As for the draft of a joint resolution of the Central Committee of the Party and the Union Council of Ministers on territorial innovations within the USSR, it was prepared with reference to all the same Khrushchev "ideas." They primarily concerned the territories of Kazakhstan and a number of its neighbors. But since those plans did not succeed, the Kremlin obviously decided to hold onto the final version of that document.
We have already noted that the Kazakhstan project, along with the Crimea presented to Ukraine, was by no means the only global national-territorial project of Khrushchev. His innovations were held in Kazakhstan, it would seem, only the first run-in, on the eve of much more significant ethno-territorial redistribution.
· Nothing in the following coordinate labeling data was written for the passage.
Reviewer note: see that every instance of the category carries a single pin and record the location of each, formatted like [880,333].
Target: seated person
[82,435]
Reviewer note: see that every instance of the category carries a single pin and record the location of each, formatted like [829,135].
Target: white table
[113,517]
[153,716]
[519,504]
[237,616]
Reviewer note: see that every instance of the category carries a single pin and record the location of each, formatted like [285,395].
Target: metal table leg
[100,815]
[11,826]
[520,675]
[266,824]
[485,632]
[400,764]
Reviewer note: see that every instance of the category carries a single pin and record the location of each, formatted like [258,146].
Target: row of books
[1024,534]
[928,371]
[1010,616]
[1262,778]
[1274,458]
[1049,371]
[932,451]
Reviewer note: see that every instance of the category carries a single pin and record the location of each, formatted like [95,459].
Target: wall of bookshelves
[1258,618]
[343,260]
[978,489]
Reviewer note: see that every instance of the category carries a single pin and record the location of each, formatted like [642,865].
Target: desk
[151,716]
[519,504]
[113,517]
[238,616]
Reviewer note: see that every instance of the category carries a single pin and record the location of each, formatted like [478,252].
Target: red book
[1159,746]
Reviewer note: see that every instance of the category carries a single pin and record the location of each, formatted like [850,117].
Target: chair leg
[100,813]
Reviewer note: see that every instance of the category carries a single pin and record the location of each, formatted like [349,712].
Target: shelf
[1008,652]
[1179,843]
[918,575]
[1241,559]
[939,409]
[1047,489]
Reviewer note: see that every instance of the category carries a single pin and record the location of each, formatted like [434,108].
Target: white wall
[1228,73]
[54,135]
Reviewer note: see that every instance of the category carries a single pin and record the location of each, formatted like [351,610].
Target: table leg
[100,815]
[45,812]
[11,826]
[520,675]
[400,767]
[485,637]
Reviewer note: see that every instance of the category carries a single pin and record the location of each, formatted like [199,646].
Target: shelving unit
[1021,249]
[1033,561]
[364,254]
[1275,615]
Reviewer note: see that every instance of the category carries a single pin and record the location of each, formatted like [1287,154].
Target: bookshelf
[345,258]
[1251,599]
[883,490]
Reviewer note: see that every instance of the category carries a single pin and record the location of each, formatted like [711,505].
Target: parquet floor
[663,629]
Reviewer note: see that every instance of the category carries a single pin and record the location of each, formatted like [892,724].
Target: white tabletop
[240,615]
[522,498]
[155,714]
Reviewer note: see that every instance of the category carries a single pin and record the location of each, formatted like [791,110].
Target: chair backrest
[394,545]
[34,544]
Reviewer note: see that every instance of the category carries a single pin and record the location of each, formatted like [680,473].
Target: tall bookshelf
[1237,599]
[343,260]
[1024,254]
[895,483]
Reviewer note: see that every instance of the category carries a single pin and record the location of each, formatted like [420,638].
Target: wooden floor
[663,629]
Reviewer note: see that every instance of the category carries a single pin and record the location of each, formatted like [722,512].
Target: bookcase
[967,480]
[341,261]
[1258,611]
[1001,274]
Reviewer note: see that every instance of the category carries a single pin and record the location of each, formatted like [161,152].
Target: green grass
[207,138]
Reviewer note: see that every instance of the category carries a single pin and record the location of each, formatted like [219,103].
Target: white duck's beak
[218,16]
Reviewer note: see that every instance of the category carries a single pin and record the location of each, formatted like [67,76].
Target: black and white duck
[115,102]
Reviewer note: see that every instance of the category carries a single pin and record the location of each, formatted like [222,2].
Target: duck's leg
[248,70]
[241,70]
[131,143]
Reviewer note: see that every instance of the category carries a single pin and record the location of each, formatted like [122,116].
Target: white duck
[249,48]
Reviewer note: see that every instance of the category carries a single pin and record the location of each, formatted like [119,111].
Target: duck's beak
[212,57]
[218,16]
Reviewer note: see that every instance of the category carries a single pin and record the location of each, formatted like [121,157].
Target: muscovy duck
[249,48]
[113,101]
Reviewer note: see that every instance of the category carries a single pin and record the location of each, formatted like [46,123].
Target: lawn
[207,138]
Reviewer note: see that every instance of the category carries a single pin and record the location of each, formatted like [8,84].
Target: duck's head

If even only a little of what was once proposed by Khrushchev was put into practice, this could directly threaten the entire Union of the USSR with a growing aggravation of interethnic relations.
It is possible that the collapse of the Union could have happened much earlier. Judging by a number of signs, Khrushchev and his "team" still could not understand this, but this did not prevent them from continuing with the implementation of their dubious projects. It seems that Brezhnev, together with his comrades, quite well understood from what "perspective" they were saving a great power.